Of the genotype is the entirety of all genes in the cell nucleus. Based on their arrangement, processes in the body are initiated and body compartments such as organs and external features are formed. The causes of many diseases are also hidden in the genotype.
The genes of the genotype are located on the 46 chromosomes of the human cell. The genotype includes the entire set of chromosomes that the individual has inherited from his or her parents.
The genes of the genotype are located on the 46 chromosomes of the human cell. The entire set of chromosomes that the individual has inherited from his or her parents is counted as a genotype. Previously, in meiosis, the double sets of chromosomes in the parents were halved. For this reason, the zygote, the emerging life, in turn inherits a double set of chromosomes, as a halved chromosome is passed on from the parent generation.
On the one hand, genes are responsible for the development of a phenotype, which manifests itself in features of the physical appearance as well as in the internal structure of the body. On the other hand, they carry the information for many different processes in the human organism. The genotype is nothing less than a microscopic imprint of the living being. For this reason it is also called biological fingerprint designated.
The genes determine the biological process in the human and animal organism. They are based on specific base chains that are arranged in a double helix structure. The bases that make up the genes include adenine and thymine, as well as guanine and cytosine. Adenine supplements thymine and guanine docks to cytosine on the opposing DNA strands that contain the genes and jointly support the double helix.
Man is a eukaryotic organism. This means that its genetic material is enclosed in a cell nucleus and is protected by it. In prokaryotic organisms, the DNA strands are located in the cell plasma and swim through the organism.
All metabolic processes start at the genetic level. As part of its genetic predisposition, the body is able to produce metabolic products and to react to external influences. Messenger substances in the human organism read the genetic material like a data carrier and use this data to initiate processes such as protein production or the formation of individual enzymes. In addition, the genetic material determines certain characteristics of the body such as size, appearance or the functionality of organs. These traits are developed during ontogeny and body growth due to genetic predisposition.
The genes are first recombined during sexual intercourse and subsequent fertilization of the egg cell, so that the zygote receives a unique gene complex. The recombination of the genotypes of the parent generation ensures a high variability and flexibility of the population.
Thanks to mechanisms such as recombination and mutation, an arbitrary change in the genome, evolutionary advantages can arise. In this way, the gene pool of a population is, as it were, updated. This favors the adaptability of organisms to the constantly changing environmental influences. Species with a high adaptability have an increased chance in the struggle for survival.

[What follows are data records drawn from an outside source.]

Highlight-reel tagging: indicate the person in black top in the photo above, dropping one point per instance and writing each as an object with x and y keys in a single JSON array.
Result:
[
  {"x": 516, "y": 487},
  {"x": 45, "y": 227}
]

Therefore, the composition of the genotype has proven to be a fundamental condition for the survival of an individual and his or her success in reproduction. However, effective changes in the gene pool of a species take place in periods of time that a human life cannot cover. That is why humans can only determine large-scale mutations retrospectively today. In epigenetics, however, small-scale gene changes can also be detected in the course of a person's life.
It is undeniable that the human success story over the past millennia can be traced back to a high degree of adaptability and happy mutations of genetic material.
Genetic predispositions therefore determine many aspects of human life from the outset. While some people have an exceptionally good disposition, others suffer from faulty or inadequate predispositions in their genetic make-up. In today's research it is believed that the majority of diseases originate from genetic material. For example, allergies and intolerances are largely hereditary. A weak immune system can also have genetic causes.
People with a high susceptibility to lung diseases or colds often have relatives with the same susceptibility. In many families there are more symptoms. For example, anyone who has several relatives who are or have had heart disease also shows an increased risk of potential heart disease. It is the same with the many different types of diseases that belong to the group of carcinogenic diseases. The risk of cancer seems to be able to pass from one parent to the child. A young woman who has many cases of breast cancer in the family is at a significantly higher risk of developing it than a person without any cancer in the family.
With other diseases, the so-called hereditary diseases, not only a risk is inherited. Since the diseases are coded by specific sections on the chromosomes, they can be passed on in their entirety to the generation of children. The best-known hereditary diseases include Wilson's disease, albinism and cystic fibrosis. Trisomy 21, also known as Down's syndrome, is a specialty among the hereditary diseases. Here the zygote receives three instead of the usual two chromosomes of the 21st chromosome pair.
The revelation of the genotype and the recording of its data sequence has brought about an advance in diagnostics. Nowadays, prenatal diagnostics can be used to calculate the risk of disease in an embryo for many pathological phenomena. Increasingly, this means that prophylactic measures can be taken. Unfortunately, the discovery of the risk of many diseases does not coincide with strategies to combat them. Nevertheless, knowledge of the genotype helps to localize responsible, faulty areas and thus to research the origins of the disease.